LÜDENSCHEID - Drei noch nicht näher bestimmte Schulstandorte zu schließen, die Elternbeiträge für die Kindergärten wie schon im letzten Jahr beabsichtigt zu erhöhen und neben der Grundsteuer B auch die Gewerbesteuer auf den NRW-Schnitt anzuheben: Diese Vorschläge machte Stadtkämmerer Karl Heinz Blasweiler gestern im Rat in seiner Rede zur Einbringung des Haushaltsentwurf 2011.

Ferner soll die Enervie AG eine höhere Gewinnabführung an die Stadt leisten – und die Sparkasse Lüdenscheid erstmals überhaupt eine solche Gewinnabführung tätigen. Die freiwilligen Leistungen der Stadt seien zugleich weiter zu kürzen, um den Haushalt wieder ins Lot zu bringen. Der Etatentwurf weist ein Defizit in Höhe von 27 Millionen Euro auf.

Für die kurzfristig zu ergreifenden Gegenmaßnahmen beruft sich Blasweiler auf Handlungsempfehlungen der Finanzaufsicht oder der Gemeindeprüfungsanstalt. Bei einer Fortführung der heutigen Ausgaben und Einnahmen werde Lüdenscheid „in 12 bis 13 Jahren bankrott“ sein, bei weiteren Finanz- oder Wirtschaftskrisen noch deutlich früher, warnte der Kämmerer.

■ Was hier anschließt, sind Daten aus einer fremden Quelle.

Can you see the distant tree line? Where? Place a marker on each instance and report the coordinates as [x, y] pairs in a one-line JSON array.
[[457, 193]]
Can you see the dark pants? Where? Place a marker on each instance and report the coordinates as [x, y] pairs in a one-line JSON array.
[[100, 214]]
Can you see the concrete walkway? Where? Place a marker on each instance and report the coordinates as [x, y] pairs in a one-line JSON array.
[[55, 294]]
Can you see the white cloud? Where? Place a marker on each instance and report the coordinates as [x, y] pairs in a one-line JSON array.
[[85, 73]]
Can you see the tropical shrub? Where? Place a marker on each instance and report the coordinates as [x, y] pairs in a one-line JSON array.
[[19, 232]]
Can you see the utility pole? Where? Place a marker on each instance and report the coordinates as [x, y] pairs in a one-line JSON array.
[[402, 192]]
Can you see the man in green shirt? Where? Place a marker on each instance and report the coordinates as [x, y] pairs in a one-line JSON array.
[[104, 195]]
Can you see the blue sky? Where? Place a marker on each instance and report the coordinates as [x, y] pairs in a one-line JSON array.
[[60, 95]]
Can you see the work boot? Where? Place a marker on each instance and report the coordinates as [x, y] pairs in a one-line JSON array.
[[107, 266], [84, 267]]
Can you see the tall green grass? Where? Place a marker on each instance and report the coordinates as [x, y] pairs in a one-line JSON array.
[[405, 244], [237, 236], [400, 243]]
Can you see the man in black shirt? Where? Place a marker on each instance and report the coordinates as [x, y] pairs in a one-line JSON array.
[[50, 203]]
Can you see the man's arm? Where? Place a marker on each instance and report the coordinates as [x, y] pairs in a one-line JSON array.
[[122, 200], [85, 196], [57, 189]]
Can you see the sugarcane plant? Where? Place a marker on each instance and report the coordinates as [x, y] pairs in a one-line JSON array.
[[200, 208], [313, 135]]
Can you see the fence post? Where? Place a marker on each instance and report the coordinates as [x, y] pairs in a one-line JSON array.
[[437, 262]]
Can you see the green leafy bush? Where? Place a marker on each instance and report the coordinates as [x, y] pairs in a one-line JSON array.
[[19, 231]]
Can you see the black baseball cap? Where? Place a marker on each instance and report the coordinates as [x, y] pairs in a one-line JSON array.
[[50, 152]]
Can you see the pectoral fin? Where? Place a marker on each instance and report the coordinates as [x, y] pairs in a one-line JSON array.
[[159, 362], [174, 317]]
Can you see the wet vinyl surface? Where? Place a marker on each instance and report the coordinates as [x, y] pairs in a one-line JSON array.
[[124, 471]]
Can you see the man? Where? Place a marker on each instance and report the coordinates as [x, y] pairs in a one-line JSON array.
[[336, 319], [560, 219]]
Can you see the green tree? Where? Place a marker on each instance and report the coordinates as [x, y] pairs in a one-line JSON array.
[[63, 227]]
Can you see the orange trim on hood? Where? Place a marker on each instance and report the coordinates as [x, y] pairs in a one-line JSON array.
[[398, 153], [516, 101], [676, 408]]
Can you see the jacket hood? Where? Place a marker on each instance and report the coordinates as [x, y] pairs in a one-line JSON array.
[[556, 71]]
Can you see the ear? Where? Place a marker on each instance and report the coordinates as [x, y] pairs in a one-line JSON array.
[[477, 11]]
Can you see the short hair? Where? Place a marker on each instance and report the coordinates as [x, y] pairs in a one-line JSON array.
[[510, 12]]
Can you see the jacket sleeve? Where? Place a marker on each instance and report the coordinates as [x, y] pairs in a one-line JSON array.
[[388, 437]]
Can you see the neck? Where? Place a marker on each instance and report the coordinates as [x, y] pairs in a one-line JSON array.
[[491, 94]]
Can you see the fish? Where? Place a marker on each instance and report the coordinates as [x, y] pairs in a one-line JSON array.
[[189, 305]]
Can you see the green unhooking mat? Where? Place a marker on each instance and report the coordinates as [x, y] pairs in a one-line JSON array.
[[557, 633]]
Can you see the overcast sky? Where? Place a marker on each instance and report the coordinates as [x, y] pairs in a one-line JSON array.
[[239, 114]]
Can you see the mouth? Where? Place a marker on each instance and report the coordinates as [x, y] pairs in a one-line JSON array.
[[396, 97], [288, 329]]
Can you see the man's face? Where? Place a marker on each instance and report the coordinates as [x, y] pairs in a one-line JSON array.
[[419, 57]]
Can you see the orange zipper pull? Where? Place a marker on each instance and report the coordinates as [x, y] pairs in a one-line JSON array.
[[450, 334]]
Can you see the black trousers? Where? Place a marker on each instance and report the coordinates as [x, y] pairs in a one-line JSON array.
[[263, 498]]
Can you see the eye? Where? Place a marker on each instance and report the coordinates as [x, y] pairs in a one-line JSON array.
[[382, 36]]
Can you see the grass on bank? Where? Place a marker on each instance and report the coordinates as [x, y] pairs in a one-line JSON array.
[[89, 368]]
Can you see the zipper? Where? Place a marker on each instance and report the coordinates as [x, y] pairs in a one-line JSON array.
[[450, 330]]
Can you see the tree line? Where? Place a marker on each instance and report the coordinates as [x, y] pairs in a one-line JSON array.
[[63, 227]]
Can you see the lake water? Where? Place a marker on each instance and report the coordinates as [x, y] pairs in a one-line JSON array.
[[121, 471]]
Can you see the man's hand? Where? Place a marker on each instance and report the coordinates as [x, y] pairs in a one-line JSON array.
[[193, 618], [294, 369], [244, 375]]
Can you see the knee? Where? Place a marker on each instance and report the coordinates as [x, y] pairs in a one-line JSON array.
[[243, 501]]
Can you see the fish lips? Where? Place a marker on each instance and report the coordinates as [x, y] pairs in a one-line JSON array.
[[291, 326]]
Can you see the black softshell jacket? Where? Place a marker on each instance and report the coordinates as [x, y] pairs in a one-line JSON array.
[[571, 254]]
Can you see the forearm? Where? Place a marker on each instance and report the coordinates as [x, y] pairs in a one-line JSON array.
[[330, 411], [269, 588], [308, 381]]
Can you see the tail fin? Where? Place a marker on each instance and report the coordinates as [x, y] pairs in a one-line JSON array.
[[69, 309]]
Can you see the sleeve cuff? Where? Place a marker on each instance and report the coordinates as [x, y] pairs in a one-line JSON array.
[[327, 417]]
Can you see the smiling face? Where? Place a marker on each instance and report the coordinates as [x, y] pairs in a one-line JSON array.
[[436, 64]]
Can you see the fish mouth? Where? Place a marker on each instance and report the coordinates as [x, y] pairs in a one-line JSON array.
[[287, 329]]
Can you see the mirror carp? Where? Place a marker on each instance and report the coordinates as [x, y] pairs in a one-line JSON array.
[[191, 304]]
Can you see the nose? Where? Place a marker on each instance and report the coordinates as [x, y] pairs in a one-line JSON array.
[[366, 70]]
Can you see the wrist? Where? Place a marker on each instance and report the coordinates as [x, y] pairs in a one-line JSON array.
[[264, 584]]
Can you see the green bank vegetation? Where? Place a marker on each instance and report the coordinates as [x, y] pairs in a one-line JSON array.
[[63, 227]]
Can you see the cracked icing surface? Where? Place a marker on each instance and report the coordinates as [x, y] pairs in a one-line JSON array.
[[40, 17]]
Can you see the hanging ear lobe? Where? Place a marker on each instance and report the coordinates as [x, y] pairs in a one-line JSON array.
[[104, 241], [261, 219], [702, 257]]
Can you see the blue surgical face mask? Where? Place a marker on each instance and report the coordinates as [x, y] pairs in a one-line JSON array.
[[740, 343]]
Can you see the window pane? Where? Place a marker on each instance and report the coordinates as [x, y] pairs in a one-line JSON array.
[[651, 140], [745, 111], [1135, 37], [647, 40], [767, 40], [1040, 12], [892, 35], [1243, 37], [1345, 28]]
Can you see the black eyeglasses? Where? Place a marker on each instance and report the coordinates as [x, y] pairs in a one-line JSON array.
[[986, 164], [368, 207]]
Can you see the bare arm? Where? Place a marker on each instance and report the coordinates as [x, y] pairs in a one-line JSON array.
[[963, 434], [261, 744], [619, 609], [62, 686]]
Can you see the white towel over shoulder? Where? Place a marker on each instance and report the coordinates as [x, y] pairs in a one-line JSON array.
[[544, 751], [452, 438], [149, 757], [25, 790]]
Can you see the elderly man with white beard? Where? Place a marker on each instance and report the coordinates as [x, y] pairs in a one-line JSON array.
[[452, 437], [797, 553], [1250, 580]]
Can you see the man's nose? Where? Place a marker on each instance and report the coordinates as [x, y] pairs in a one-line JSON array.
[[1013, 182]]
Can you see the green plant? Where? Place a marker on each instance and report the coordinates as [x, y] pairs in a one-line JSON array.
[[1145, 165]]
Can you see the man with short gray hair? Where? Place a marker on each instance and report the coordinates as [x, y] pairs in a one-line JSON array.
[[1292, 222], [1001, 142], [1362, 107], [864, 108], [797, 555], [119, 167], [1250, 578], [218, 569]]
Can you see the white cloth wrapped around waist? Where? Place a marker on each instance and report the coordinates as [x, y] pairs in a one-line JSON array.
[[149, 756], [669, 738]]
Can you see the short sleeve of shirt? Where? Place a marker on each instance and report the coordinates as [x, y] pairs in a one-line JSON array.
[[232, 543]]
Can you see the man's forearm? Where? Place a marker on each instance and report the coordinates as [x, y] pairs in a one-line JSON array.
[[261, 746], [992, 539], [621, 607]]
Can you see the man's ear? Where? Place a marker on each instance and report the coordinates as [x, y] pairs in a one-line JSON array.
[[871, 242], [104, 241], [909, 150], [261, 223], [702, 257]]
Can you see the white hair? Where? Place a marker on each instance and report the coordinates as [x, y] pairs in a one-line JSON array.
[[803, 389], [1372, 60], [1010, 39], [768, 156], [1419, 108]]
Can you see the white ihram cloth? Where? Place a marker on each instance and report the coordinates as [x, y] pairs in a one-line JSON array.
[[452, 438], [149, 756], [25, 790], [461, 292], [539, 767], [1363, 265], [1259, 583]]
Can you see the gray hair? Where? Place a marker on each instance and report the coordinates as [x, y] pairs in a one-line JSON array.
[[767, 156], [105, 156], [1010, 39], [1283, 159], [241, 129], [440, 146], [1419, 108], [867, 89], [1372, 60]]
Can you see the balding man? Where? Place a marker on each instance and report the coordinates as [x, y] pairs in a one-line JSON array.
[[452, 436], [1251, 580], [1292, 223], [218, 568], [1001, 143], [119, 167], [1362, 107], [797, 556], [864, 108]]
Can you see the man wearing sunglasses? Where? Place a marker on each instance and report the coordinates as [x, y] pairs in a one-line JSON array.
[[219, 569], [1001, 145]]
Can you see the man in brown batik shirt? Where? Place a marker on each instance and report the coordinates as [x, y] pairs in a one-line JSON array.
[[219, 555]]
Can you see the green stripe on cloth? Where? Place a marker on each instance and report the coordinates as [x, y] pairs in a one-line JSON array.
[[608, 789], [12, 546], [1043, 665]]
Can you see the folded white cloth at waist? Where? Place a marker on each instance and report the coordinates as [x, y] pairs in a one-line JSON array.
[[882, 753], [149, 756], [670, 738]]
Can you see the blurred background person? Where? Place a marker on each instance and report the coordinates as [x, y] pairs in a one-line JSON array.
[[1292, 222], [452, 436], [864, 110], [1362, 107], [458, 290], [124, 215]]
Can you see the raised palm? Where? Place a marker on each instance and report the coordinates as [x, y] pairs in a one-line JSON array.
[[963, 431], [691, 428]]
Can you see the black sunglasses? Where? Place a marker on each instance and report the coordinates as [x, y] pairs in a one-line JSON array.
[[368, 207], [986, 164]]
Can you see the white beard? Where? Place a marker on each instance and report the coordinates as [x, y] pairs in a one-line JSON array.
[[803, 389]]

Auch Bürgermeister Dieter Dzewas sprach in seiner Haushaltsrede die Frage von Schulschließungen und Elternbeiträgen an. Er appellierte an das Land NRW, die Städte vor allem bei den unaufhörlich wachsenden Sozialausgaben zu entlasten – wobei Blasweiler einschränkte, angesichts der Rekordschulden von Bund und Land nicht auf deren Hilfe zu setzen, sondern vordringlich vor der eigenen Haustür zu kehren. Sollte die rotgrüne Landesregierung aber die Kita-Beiträge wirklich abschaffen wollen, verlangte Dzewas die volle Übernahme des Einnahmeausfalls.